In 1992, when my father called to tell me: "Lucia, I've written you into my will," I was not sure how to respond. For as long as I could remember, my father Glen Howard Small, futuristic architect, had never planned for his future. He had always been broke or on the verge of it. He would say that it was because he was "true to his vision - a vision the world isn't ready for.” He continued: "I'm leaving you all my drawings and models - the Biomorphic Biosphere, Turf Town, the Green Machine. If I can't do it before I die, I want you to write a book about my work."

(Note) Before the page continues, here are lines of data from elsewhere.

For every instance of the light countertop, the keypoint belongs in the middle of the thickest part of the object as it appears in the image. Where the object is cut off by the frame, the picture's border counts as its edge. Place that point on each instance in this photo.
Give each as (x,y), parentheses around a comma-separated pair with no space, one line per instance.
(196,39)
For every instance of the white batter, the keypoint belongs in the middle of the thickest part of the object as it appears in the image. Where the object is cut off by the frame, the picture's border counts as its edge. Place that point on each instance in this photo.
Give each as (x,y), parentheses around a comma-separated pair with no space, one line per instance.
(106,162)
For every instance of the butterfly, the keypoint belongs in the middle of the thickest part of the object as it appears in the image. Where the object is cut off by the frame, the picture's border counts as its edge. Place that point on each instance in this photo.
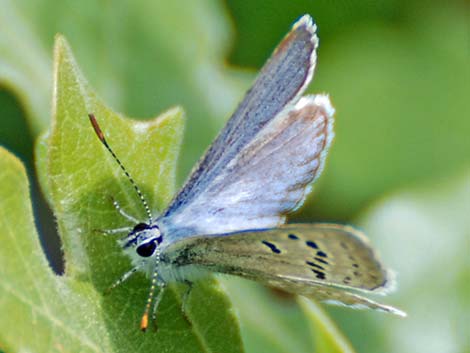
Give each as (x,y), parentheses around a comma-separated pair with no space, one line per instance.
(229,216)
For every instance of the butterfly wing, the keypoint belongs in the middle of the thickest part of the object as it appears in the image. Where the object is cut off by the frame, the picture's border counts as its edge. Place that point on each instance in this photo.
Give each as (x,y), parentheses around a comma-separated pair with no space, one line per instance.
(270,150)
(327,262)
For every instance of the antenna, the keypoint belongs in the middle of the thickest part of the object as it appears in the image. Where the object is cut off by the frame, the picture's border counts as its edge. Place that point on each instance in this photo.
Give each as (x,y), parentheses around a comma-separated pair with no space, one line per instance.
(100,135)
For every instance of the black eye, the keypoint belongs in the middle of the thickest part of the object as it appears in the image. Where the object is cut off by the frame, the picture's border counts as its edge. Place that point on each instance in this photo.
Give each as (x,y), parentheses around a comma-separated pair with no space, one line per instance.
(147,249)
(139,227)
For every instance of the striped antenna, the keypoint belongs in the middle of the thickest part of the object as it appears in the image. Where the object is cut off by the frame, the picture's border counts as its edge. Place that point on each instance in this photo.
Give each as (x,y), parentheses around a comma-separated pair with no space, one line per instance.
(100,135)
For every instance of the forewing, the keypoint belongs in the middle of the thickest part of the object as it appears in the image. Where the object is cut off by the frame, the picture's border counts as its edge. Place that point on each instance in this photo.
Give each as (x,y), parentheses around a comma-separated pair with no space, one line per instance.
(327,262)
(280,83)
(267,178)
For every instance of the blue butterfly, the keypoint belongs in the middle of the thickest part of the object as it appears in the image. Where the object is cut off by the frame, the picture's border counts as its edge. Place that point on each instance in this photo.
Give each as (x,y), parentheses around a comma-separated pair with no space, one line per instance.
(229,215)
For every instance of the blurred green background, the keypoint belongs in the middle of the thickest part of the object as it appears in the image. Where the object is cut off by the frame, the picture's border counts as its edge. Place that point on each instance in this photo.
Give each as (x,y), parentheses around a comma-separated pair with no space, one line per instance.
(398,73)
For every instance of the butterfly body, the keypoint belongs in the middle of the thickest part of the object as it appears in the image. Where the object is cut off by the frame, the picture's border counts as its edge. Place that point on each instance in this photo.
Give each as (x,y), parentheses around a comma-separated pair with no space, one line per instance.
(228,217)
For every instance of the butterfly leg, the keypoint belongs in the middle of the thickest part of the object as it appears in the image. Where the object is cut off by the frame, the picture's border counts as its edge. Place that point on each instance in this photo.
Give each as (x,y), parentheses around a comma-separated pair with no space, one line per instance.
(122,279)
(184,300)
(158,298)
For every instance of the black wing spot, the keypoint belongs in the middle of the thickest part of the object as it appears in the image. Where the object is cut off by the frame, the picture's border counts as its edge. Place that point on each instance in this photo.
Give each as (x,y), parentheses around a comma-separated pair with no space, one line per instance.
(319,259)
(313,264)
(319,274)
(321,253)
(311,244)
(273,247)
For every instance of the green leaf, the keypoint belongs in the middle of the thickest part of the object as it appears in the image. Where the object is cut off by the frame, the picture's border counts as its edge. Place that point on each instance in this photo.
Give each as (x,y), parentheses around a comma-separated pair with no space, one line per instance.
(327,336)
(24,65)
(274,323)
(70,312)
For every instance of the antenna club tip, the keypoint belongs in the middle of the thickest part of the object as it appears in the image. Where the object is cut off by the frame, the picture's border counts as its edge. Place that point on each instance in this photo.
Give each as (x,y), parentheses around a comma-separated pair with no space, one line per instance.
(96,127)
(144,322)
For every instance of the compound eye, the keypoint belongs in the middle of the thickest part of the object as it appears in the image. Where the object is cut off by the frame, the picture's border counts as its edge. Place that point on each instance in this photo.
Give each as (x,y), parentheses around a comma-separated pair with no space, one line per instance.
(147,249)
(140,227)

Quickly, I tried to assess whether this was an honor or a curse. I questioned whether or not I could live up to the challenge. Did I even want to? I offered to make a film instead - while he was still alive. Only after the conversation ended did I realize the implications of what I had suggested. I wondered how I could make a movie about a maverick visionary architect and, more importantly, why I would choose to venture down the treacherous path of examining my father's life.
I immediately realized that the film I wanted to make differed from that which my father had envisioned. He couldn’t really expect me to be objective, could he? Dad wanted a retrospective of his professional achievements, while I wanted to focus on all aspects of his life, including those that affected my family, his second family, and the girlfriends that followed. He ultimately agreed, as long as I "got the work down."

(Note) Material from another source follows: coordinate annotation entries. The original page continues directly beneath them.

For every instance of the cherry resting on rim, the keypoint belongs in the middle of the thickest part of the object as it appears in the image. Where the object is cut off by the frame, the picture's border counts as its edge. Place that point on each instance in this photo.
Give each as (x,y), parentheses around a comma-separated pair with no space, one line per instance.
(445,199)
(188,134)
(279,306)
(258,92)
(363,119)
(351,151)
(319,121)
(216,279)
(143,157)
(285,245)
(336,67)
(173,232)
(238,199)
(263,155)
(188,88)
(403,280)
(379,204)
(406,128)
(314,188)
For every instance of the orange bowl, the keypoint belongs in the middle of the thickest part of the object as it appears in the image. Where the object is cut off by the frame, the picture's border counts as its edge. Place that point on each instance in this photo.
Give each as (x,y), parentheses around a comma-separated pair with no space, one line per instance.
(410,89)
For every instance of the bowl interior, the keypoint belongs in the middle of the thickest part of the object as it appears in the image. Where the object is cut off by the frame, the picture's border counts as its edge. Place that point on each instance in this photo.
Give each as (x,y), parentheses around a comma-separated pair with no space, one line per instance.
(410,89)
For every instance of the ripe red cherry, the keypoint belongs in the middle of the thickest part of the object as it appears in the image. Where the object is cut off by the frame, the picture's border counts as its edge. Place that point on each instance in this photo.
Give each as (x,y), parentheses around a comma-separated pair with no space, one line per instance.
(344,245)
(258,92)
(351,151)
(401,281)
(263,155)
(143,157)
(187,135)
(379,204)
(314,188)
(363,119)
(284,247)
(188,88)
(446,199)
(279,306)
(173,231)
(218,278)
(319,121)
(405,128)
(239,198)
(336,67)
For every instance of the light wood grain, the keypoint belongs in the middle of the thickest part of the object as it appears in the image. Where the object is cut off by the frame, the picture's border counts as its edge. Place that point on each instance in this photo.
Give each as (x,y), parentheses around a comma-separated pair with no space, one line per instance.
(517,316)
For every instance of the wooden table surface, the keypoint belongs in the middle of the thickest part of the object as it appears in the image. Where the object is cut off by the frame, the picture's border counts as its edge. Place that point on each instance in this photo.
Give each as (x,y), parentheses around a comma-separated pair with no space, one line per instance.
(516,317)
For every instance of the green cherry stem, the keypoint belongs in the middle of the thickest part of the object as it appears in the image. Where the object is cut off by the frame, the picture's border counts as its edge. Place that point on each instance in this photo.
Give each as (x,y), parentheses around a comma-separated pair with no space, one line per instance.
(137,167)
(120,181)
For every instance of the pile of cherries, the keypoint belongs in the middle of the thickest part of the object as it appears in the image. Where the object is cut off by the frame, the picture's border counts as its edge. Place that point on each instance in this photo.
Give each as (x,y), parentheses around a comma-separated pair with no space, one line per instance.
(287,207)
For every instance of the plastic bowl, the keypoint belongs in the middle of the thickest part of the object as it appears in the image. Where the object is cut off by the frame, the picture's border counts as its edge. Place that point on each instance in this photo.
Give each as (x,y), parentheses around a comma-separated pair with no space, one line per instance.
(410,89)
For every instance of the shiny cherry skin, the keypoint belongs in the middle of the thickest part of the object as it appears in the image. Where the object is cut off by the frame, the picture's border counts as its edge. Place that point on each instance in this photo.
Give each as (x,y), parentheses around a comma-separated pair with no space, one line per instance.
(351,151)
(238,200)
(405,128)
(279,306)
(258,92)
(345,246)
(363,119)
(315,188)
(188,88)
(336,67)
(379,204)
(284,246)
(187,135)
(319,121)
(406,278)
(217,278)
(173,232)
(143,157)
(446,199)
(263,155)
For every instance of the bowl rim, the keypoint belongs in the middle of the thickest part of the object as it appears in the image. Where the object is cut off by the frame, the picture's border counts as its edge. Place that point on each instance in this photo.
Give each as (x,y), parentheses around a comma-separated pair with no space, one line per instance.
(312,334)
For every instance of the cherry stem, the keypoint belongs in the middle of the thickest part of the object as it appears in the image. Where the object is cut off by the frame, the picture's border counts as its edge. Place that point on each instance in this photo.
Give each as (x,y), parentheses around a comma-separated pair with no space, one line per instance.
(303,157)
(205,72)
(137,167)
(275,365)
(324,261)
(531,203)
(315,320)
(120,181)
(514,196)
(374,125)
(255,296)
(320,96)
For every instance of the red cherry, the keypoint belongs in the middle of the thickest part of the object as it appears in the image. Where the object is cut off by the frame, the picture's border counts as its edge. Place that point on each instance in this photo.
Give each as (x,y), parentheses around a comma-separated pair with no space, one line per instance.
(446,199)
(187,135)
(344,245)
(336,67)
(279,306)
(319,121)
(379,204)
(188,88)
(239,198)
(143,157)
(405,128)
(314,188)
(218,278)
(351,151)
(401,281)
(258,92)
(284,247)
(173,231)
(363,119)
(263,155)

During the making of the film, I struggled to remain true to my own vision, battling the notion of what my father deemed "important" for the film and what I saw as critical. Many years later, older and a tad wiser, I see that I've been able to stand my ground, albeit not always easily; Dad finally seems to like the film. But that didn't prevent him from rewriting his will, bequeathing the biographer's job to all of his children.

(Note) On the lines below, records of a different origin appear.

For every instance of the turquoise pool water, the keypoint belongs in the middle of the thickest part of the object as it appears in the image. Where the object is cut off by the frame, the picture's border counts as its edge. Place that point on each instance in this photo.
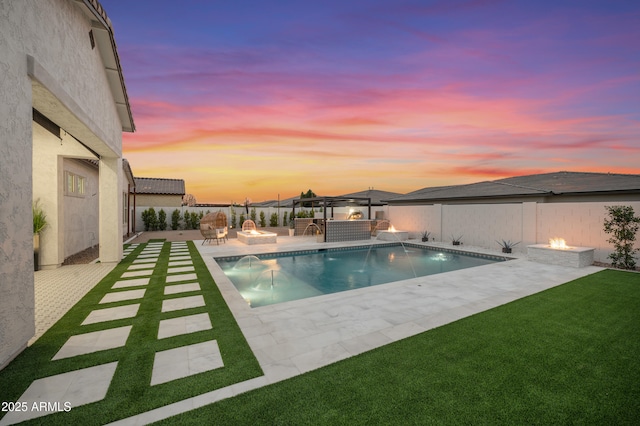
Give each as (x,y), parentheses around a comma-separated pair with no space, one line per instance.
(279,277)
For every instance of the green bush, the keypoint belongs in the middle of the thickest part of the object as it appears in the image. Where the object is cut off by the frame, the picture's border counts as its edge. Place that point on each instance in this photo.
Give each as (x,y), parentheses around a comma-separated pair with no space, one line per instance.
(162,220)
(175,219)
(39,217)
(623,224)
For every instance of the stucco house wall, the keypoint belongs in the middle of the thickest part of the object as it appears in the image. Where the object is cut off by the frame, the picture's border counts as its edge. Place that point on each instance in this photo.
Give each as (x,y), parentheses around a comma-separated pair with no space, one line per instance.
(47,63)
(156,201)
(579,223)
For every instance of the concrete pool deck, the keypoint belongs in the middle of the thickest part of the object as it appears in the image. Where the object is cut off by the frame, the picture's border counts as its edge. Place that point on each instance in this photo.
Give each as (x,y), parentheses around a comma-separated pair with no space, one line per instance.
(295,337)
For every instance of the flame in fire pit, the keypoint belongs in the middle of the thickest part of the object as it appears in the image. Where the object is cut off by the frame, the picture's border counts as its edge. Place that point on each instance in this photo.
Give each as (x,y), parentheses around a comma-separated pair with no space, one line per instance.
(558,243)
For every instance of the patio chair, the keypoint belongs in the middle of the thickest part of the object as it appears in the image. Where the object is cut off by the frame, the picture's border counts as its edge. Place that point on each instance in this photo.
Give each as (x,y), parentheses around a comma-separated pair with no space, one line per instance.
(248,226)
(214,225)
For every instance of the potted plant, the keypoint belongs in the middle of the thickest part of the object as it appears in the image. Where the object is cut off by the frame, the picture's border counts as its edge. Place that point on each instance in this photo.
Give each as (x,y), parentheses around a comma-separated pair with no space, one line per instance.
(507,245)
(39,223)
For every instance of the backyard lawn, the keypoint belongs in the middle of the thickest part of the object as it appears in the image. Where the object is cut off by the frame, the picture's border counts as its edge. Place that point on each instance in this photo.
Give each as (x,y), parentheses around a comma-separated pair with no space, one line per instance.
(568,355)
(129,391)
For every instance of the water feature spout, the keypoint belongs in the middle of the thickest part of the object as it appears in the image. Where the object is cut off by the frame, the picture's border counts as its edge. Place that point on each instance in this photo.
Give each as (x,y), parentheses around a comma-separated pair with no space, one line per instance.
(395,234)
(312,224)
(248,262)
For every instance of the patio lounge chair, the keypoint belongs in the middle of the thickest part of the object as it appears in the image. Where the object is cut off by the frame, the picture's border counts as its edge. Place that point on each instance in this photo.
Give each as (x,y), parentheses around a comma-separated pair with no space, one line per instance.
(214,226)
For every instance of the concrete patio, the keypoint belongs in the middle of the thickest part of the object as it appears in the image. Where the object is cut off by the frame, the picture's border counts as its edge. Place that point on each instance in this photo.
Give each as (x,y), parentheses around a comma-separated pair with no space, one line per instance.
(295,337)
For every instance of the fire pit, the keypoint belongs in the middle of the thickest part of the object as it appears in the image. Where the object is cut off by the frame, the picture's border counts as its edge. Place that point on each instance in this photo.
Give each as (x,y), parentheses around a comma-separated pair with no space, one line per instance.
(257,237)
(392,234)
(557,252)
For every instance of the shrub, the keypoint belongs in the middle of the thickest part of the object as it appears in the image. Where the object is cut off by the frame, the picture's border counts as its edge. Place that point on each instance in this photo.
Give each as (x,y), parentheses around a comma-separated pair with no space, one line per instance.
(195,220)
(273,220)
(162,220)
(623,224)
(175,219)
(39,217)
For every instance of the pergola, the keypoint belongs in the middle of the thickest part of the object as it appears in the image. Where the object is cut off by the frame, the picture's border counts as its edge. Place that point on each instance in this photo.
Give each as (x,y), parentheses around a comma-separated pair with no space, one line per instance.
(327,202)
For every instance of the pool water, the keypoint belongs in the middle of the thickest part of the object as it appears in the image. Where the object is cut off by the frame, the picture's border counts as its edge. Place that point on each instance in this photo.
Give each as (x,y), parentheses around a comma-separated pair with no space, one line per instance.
(279,277)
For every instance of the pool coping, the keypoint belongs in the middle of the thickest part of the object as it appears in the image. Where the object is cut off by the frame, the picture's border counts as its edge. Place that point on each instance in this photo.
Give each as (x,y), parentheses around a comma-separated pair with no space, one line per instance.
(292,338)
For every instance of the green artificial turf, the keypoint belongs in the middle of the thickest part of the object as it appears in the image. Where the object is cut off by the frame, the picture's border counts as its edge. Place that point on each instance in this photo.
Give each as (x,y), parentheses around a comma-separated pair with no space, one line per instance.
(568,355)
(130,391)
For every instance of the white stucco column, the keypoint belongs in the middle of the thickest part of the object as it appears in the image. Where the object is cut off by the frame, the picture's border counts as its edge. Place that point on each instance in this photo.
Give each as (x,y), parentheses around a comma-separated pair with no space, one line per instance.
(529,223)
(110,221)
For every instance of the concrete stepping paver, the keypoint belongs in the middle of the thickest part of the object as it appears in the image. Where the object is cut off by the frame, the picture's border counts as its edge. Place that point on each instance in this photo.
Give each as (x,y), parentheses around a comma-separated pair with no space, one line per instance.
(180,269)
(185,361)
(141,266)
(142,273)
(182,303)
(145,260)
(111,314)
(87,343)
(75,388)
(131,283)
(181,288)
(182,277)
(119,296)
(184,325)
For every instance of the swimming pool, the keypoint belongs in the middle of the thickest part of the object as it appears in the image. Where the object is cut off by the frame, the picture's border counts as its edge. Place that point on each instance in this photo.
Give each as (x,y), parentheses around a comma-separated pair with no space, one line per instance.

Then, in late 2002, nearing the end of our festival whirlwind, I couldn’t help but promise my father that if he ended up building any significant buildings, I would film him again. In 2003, just as he was breaking ground on a couple government buildings in Managua, Nicaragua, I got an e-mail from my father: ”Genius II must be made.” Soon thereafter, I flew down with a Director of Photography, Allie Humunek, to spend several days filming his life and work. Along with various other projects in development, Genius II is now in the works.